党革マルにせよJR革マルにせよ、よくも悪くも真面目なんです。機関誌でも組合員以外の労働者のことも考えろとか、結構まともなことを書いてるし、今、本土の労組で辺野古の応援行ってるの、彼らくらいなのと違いますか? その真面目さと優秀さがなぜ暴力に結び付くねん? と、そこが残念ではあるんですけど」
そして第3部「JR北海道『歪な労政』の犠牲者」では、JR随一の経営難や事故の頻発に喘ぐ北の病巣に、いよいよメスを入れる。
ちなみにJRでは〈オープン・ショップ制〉と言って、かつての国労、動労のように複数ある組合を自由に選べるのが建前。が、その結果、不毛な〈労労対立〉を生んだのも事実で、社員の8割が加入するJR北海道労組では、〈北の松崎〉とも称された佐々木信正委員長らが他労組との〈平和共存否定〉を方針に掲げ、個々人の交流にも介入した。

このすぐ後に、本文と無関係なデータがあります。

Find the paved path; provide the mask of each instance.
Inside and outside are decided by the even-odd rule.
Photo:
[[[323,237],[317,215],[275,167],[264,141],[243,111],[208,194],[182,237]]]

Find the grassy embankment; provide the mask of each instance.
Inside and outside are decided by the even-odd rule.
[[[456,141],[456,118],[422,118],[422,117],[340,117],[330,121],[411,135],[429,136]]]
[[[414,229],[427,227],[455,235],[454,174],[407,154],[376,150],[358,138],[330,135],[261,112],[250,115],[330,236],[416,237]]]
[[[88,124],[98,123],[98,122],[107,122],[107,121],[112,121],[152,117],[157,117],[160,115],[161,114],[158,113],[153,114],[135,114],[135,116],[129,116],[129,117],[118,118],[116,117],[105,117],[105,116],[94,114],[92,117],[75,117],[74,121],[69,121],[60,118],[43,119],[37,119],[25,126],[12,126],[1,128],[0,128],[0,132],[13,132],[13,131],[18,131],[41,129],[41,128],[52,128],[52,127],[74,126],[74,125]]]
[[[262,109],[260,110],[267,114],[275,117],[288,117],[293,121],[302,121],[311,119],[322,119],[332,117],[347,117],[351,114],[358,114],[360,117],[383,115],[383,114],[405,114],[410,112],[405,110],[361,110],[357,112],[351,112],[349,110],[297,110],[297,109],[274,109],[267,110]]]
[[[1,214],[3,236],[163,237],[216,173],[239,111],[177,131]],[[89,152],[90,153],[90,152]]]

例えばある組合員は、別の組合に所属する友人に結婚式の発起人を頼んだことで執拗な追及や妨害に曝され、出席を断るはめに。他労組との酒席はもちろん、業務連絡や技術指導すら禁じたこの否定方針が、2011年5月の石勝線特急脱線炎上事故を始め、相次ぐ事故の遠因になったとも考えられる。